Ian Beeby, tenant at Invictus Chambers, highlights potential problems for parties in civil litigation using Forms 6A and N215. 

Two recent incidents have highlighted the necessity for practitioners to be aware that our beloved Court Forms are not to be taken at face value.  There may be errors and omissions on them.

First, the new Form 6A is a PDF form which has been designed to simplify the creation of a Section 21 notice which has to be served on tenants by a landlord seeking to recover possession of a property let on an Assured Shorthold Tenancy.

The form is comprehensive and comes with a front page which contains guidance on completion and suitability of the form.  Examination of the form reveals that the notes are not consistent with the law, implying that less than two months’ notice can be given which is incorrect.  Any s.21 notice giving the tenant less than two months notice is invalid ab-initio.

Second, the Form N215 is the well known and often used Certificate of Service form provided by parties as basic evidence of service of documents in a variety of hearings.  The form is a PDF form which caters for a number of methods of service.

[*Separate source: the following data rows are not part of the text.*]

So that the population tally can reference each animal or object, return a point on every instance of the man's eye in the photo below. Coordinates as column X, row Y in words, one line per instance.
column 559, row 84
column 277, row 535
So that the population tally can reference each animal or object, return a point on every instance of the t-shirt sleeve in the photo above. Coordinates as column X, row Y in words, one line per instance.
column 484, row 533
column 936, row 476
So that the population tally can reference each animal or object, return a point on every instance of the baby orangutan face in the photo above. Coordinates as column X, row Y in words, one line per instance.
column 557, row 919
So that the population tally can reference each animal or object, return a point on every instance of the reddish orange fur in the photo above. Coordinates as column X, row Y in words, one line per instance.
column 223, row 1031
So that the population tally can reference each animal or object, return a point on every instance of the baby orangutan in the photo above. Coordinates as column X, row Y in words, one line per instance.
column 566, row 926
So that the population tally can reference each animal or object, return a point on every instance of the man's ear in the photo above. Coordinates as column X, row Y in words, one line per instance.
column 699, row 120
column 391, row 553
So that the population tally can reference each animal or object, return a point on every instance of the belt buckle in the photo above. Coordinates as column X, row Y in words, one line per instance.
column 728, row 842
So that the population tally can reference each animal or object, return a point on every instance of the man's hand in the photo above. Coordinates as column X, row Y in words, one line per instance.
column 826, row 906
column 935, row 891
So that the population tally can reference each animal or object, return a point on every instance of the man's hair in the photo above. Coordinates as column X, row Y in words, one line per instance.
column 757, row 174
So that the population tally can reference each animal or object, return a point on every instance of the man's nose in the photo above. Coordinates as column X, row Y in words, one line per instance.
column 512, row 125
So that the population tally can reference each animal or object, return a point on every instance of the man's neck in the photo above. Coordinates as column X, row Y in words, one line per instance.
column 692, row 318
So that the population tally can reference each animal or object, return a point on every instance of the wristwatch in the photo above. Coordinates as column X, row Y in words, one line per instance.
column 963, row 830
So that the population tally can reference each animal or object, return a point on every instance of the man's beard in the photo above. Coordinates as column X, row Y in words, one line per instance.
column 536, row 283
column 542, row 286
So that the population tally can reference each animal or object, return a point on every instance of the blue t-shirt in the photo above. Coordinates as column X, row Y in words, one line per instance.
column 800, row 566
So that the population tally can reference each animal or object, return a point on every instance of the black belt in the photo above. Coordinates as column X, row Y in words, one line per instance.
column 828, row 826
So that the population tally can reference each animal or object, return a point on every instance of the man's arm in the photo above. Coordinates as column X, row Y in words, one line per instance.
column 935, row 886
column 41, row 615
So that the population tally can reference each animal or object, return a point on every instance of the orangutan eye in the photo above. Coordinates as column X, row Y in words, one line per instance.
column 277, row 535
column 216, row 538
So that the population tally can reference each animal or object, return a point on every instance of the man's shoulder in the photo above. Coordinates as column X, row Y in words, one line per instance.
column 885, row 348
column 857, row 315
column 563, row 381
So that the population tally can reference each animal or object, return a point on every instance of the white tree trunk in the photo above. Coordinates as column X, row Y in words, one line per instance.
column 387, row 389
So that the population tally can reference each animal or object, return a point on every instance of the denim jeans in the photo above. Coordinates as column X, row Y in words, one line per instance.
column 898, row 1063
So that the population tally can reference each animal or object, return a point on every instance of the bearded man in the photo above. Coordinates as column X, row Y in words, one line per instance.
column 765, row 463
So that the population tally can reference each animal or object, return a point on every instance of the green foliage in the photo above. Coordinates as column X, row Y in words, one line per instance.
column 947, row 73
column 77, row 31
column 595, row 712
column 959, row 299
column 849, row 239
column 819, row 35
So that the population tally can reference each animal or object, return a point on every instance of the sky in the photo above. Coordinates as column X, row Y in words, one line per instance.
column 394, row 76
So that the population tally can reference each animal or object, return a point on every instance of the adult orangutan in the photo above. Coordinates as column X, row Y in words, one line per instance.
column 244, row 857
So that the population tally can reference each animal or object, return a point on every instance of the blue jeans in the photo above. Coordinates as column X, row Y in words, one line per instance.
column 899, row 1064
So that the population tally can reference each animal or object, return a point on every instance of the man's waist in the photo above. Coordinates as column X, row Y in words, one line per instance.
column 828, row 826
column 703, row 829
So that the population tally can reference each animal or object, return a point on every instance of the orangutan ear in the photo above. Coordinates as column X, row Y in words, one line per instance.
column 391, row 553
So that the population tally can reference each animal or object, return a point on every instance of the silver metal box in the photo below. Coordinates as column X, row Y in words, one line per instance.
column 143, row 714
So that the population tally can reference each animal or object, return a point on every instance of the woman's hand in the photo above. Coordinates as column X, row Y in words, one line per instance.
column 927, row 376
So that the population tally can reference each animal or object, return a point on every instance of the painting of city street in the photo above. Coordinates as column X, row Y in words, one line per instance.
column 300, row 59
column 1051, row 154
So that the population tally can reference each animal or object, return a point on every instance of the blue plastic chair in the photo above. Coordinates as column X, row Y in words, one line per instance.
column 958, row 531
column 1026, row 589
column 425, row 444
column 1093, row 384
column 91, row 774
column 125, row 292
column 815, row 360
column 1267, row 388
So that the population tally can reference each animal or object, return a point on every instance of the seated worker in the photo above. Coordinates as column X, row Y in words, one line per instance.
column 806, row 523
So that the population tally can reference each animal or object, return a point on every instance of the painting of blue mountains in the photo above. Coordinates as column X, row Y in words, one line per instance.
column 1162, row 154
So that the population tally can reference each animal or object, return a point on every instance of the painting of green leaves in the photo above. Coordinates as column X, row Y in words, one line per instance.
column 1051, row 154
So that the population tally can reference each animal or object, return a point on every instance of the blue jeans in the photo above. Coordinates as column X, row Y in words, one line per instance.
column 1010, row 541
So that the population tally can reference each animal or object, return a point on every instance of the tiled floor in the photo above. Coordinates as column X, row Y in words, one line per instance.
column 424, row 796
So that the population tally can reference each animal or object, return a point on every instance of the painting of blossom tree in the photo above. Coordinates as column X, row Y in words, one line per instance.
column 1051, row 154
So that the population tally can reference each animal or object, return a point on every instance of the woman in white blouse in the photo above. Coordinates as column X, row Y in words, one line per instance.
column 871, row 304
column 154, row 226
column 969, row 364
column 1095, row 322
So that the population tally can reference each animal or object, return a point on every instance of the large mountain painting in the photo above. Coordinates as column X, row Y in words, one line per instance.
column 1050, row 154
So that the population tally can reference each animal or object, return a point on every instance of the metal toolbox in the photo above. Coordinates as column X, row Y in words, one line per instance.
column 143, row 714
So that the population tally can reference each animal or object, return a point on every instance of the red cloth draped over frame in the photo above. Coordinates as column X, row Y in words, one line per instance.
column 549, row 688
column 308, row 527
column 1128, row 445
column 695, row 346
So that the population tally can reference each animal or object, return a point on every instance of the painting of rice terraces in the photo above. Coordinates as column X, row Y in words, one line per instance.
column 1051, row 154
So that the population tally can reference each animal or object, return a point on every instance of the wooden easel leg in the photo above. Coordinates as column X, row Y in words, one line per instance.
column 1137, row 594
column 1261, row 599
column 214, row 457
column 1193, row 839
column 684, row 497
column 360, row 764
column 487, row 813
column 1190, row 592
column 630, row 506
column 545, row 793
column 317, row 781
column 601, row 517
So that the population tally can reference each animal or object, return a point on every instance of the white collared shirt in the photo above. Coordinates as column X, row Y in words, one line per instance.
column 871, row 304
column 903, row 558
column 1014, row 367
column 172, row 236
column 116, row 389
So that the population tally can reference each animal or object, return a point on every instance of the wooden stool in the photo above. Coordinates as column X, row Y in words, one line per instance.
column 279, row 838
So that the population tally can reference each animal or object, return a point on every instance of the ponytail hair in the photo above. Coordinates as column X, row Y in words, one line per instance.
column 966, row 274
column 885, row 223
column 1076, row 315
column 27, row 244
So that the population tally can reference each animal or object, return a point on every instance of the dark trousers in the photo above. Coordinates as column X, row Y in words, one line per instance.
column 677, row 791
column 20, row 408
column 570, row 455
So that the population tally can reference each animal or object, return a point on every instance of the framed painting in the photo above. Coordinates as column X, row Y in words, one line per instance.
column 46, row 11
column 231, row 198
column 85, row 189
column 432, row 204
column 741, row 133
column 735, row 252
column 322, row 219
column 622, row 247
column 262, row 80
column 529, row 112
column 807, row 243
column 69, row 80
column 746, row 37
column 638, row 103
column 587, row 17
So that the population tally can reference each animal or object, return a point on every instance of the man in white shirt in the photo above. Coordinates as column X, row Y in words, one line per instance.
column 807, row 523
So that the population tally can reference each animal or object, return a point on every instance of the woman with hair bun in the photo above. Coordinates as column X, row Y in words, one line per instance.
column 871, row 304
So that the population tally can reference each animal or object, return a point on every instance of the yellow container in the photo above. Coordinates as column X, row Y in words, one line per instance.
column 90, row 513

Examination of this form reveals that there is no space for the time of service to be entered by the user under the second service option “by delivering to or leaving at a permitted place”.  CPR r.6.26, however, sets out that when using this method of service the deemed date of service is on the day of delivery if the document is delivered before 16:30 or on the next business day if after 16:30.  Reliance on the form as provided by HMCTS may encourage the user to fail to insert critical information which may impact their case.

In a case heard in a London area County Court recently, the failure to insert the time of delivery using this method of service meant that there was no evidence as to whether the document, in this case a s.21 notice, had been delivered before or after 16:30 and, therefore, the court had no option but to give the Defendant, who I represented, the benefit of the doubt and that meant that the document was deemed served on the next business day, being a Monday, rendering the s.21 notice invalid as then less than 2 months’ notice had been provided.  The possession claim was struck out.

Practitioners, therefore, should beware being lured into a false sense of complacency when using court forms, whether prepared by HMCTS or any other provider, without a proper understanding of the rules.